When the guy on board the Russian megayacht Belarus answered his call, Paddy told him they had pretty much wrapped things up here and were ready to leave the Kishin Maru . They would be boarding the lifeboat within the next five minutes. He would call again once they were at sea, but Kapitsa had advised that they’d be able to arrive at their prearranged GPS coordinates for a pickup in one hour.
“Sit tight, Cap,” Paddy said to the captain as he went toward the door followed by the big Russian.
“Head,” the captain said in a strangled voice. He was clutching the arms of his chair, his knuckles showing white with the strain.
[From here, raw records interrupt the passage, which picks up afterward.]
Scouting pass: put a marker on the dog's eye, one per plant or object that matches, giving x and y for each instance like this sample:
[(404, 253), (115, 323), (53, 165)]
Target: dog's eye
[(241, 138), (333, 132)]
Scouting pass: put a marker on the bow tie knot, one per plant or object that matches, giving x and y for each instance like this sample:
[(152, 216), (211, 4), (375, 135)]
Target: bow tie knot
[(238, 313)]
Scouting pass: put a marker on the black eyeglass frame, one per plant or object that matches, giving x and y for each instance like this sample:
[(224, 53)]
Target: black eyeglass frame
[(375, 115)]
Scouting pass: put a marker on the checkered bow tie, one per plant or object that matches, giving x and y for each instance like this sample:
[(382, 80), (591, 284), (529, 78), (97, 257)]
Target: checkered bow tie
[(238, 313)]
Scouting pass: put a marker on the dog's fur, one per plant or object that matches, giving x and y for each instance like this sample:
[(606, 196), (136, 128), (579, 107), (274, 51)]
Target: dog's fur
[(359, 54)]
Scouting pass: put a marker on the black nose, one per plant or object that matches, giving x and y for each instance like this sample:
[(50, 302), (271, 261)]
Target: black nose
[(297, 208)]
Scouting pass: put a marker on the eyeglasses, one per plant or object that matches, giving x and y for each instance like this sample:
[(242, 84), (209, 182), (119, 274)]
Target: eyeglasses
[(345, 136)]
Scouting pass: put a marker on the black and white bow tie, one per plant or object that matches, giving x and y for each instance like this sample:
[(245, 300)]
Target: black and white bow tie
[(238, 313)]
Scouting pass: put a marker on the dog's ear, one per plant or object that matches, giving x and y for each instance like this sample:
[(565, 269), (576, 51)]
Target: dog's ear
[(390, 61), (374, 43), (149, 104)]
“Head?” Paddy said. “Fuck’s wrong with his head?”
“He means the bathroom,” Leo told him, going out into the companionway with his Bizon submachine gun out in front of him. “He’s gotta go.”
“Bad idea, Cap. Seriously bad idea. I’d try and hold it if I were you, think about something else.”
Paddy took one last look at the captain sitting there on the pressure-sensitive plate bomb and then went out and pulled the door closed behind him.
Nice touch, he thought to himself, the pressure-plate idea. He’d have to remember to send corporate an appreciative note about that.
10
B ERMUDA
H awke entered the book-lined library and saw C sitting quietly by the fireside. The room was an octagonal tower, bookcases on all sides rising two stories tall, with a clerestory window at the top. Sir David Trulove had a small volume of poetry lying open in his lap and had removed his gold-rimmed glasses. He was pinching the bridge of his nose and seemed lost in thought. A wine-red-shaded table lamp cast him in shadow.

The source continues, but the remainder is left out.